Postby nigelcliffe » Thu Jan 01, 2015 3:38 pm

Ian Everett wrote:However,I was kept awake the other night thinking through the problem and I got to wondering whether it was possible to control three link couplings using DCC. All the mechanisms I have seen are for either AJs, Dinghams such as Tim's or various conspicuous commercial couplings (here the Americans have the advantage of buck-eyes which work well when scaled down). None of these solutions give the appearance of three-link couplings linking wagons.


Uncoupling 3-links is easy, a "knocker off" lever lifts the link from the hook. Coupling up realistically is somewhat harder !

US buck-eyes are not easy; I've still not solved a challenge I was given six years ago to make a scale buck-eye (eg. Sargent) work remotely. Non-scale buck-eyes, such as Kadee/Microtrains are straight forwards.
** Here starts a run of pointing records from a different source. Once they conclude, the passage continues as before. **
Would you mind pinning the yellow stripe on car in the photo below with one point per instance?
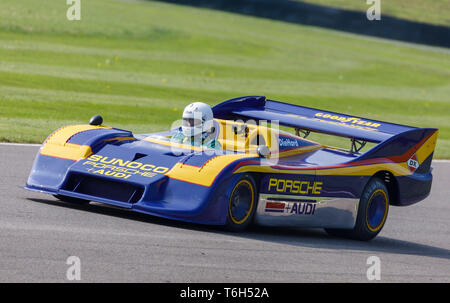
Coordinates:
(56, 144)
(206, 174)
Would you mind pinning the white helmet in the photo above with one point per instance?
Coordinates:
(197, 119)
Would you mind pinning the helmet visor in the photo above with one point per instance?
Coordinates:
(191, 122)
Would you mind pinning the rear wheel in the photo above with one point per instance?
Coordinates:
(372, 213)
(242, 204)
(71, 199)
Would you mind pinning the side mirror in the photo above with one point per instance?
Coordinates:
(96, 120)
(263, 151)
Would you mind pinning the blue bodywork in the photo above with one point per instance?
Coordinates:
(148, 187)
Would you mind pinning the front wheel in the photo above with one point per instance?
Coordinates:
(372, 213)
(242, 204)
My idea is as follows. It would use a three link or screw coupling made rigid, either by using twisted wire, castings or soldered-up.

Given a small enough mechanism, with either a servo or latching solenoid, it should be possible to make the three links either dangle vertically (uncoupled) or stick out horizontally (coupled). For the latter it would be necessary to have a thin wire either stocking down from the hook of the non-moving coupling hook or sticking up from the moving three links, engaging with a loop like that for S+Ws.


You may get some ideas if you study the MFK coupling for finescale 1:160
http://www.raw-nette.de/h_mfk1.htm

I have some MFK's in my parts drawer, so could bring them to a meeting place at some point in the future. They work because the coupling material is steel, so affected by magnetic field, unlike most UK etched parts which are brass or nickel silver.

Generating a large enough magnetic field within a vehicle is probably not possible with sane electromagnets, but it may be possible to design the link to do as you describe with an actuator (possibly a servo, a motor, or similar). The difficulty is not in lifting the coupling, but in controlling sideways slop in the hinge where the coupling pivots; its not impossible to my mind, just needs a fair bit of thought.